Citizen G'kar: Musings on Earth

May 18, 2007

Bush Willing to Defy the Law for Wiretaps

Maybe this is the smoking gun that will eventuallly take down Gonzales. Even our past AG Ashcroft wasn't willing to defy the law to give Bush what he wanted. He made a death bed stand against a Bush/Gonzales assault on rule of law. Ashcroft's deputy Mr. Comey, acting AG at the time, gives a vivid depiction of the bedside confrontation. It's a stunning video of a story told by a very honest former deputy AG.
washingtonpost.com
Mr. Comey's vivid depiction, worthy of a Hollywood script, showed the lengths to which the administration and the man who is now attorney general were willing to go to pursue the surveillance program. First, they tried to coerce a man in intensive care -- a man so sick he had transferred the reins of power to Mr. Comey -- to grant them legal approval. Having failed, they were willing to defy the conclusions of the nation's chief law enforcement officer and pursue the surveillance without Justice's authorization. Only in the face of the prospect of mass resignations -- Mr. Comey, FBI Director Robert S. Mueller III and most likely Mr. Ashcroft himself -- did the president back down.


As Mr. Comey testified, "I couldn't stay, if the administration was going to engage in conduct that the Department of Justice had said had no legal basis." The crisis was averted only when, the morning after the program was reauthorized without Justice's approval, President Bush agreed to fix whatever problem Justice had with it (the details remain classified). "We had the president's direction to do . . . what the Justice Department believed was necessary to put this matter on a footing where we could certify to its legality," Mr. Comey said.
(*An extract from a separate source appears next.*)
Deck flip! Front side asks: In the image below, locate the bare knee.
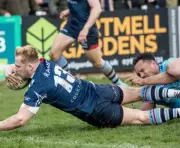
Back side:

The dramatic details should not obscure the bottom line: the administration's alarming willingness, championed by, among others, Vice President Cheney and his counsel, David Addington, to ignore its own lawyers. Remember, this was a Justice Department that had embraced an expansive view of the president's inherent constitutional powers, allowing the administration to dispense with following the Foreign Intelligence Surveillance Act. Justice's conclusions are supposed to be the final word in the executive branch about what is lawful or not, and the administration has emphasized since the warrantless wiretapping story broke that it was being done under the department's supervision.


Now, it emerges, they were willing to override Justice if need be. That Mr. Gonzales is now in charge of the department he tried to steamroll may be most disturbing of all.